Supreme Court Says Aereo’s Live TV-Streaming Is Illegal

The U.S. Supreme Court issued an opinion Wednesday ruling Aereo, Inc.’s TV-streaming services illegal.

Aereo captures TV signals sent by broadcasters over public airwaves, then streams the live TV to a tiny antenna for storage. Aereo users can watch their favorite shows from their computers or mobile devices via the Internet whenever they want by accessing their Aereo antenna.

The American Broadcasting Companies, Inc. protested Aereo’s tech-savvy, saying Aereo is stealing signals. Cable companies also capture TV signals, but they pay ABC a fee.

During the oral arguments in April, Solicitor General Paul Clement described Aereo as backhandedly using technology to break the law.

“Aereo’s business model is to enable thousands of paying customers to watch live TV online,” Clement said.

On the other hand, Aereo argued that they are only making shows more conveniently available to the average TV-watcher. After all, the signals are already “available” because they’re sent over public airwaves.

In the Supreme Court’s opinion, Justice Stephen Breyer said, “These behind-the-scenes technological advances do not distinguish Aereo’s system from cable systems, which do perform publicly.”

That means Aereo is no different from a cable company, and therefore must pay ABC a fee if they want to keep streaming live television.

“Aereo is not merely an equipment provider,” Breyer said. “Aereo sells a service that allows subscribers to watch television programs, many of which are copyrighted, virtually as they are being broadcast.”

While the broadcasters have gotten their way, some sources claim the decision is not as wonderful as it seems. The musicFIRST Coalition Executive Director Ted Kalo believes the ABC v.

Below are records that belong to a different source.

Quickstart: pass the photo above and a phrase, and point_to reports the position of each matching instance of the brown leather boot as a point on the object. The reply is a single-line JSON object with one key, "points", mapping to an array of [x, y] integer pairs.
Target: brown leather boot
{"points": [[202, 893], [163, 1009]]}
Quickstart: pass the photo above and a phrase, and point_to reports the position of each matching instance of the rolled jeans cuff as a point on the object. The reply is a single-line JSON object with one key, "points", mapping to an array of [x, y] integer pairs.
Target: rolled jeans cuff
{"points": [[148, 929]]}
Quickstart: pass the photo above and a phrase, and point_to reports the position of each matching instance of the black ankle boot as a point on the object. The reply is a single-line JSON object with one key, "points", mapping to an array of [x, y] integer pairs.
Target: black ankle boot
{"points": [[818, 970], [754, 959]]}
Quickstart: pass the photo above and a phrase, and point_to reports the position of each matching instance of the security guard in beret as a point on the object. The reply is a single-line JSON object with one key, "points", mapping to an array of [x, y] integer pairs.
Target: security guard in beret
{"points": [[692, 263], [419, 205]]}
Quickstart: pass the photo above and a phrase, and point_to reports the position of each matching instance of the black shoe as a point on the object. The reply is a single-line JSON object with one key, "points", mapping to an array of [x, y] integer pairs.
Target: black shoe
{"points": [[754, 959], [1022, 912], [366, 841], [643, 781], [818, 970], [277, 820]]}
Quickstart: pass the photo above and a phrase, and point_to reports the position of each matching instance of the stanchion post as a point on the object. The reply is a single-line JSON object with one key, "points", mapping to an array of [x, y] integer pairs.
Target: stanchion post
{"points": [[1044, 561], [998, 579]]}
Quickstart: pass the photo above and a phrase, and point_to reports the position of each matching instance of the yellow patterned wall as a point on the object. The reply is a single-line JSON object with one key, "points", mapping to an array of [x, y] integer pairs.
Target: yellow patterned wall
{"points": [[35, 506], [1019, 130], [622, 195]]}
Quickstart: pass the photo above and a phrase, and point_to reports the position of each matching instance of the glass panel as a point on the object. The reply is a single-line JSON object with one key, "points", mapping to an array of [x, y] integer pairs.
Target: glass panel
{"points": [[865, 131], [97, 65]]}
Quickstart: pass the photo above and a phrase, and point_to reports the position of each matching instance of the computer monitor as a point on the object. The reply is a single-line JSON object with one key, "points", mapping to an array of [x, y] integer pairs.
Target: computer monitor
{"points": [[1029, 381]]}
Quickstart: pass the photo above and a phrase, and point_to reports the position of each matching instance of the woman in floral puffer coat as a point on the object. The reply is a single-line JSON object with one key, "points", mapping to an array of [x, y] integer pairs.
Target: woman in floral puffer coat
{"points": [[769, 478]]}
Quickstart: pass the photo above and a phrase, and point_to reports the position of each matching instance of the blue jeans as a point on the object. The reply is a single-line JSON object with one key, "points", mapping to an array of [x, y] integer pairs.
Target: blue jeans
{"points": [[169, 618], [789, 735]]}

Aereo decision is actually very bad for the National Association of Broadcasters.

“In their radio business, NAB members commit the exact sin that they condemn in Aereo – they use music as the foundation of their programming, yet refuse to pay the artists and labels who created the music a cent,” Kalo said in a statement.

“NAB members twist the copyright laws to deny creators fair pay just as Aereo did, only on a vastly greater scale. As momentum builds in Congress to close the AM/FM performance loophole once and for all, NAB and its members may find their win over Aereo read back to them as Exhibit A in the case for fair pay for all creators across the board.”

Mair Strategies President Liz Mair also pointed out that the Supreme Court’s decision could have serious implications for radio broadcasters.

“While on the face of it, the decision is great for broadcasters, it’s actually terrible news for them in this key respect: The decision makes clear that no one gets to profit from use of someone else’s creative property without paying fair market value for use of said property,” Mair wrote in an email to The Daily Caller.

“That, unfortunately for broadcasters, is exactly what they are doing when they refuse to pay artists and labels where they play their music on terrestrial radio.”

According to a Los Angeles Times interview with Aereo CEO Chet Kanojia, Aereo has no back-up plan for the loss.

“It may mean the end of our company,” Kanojia said before the oral arguments began in April.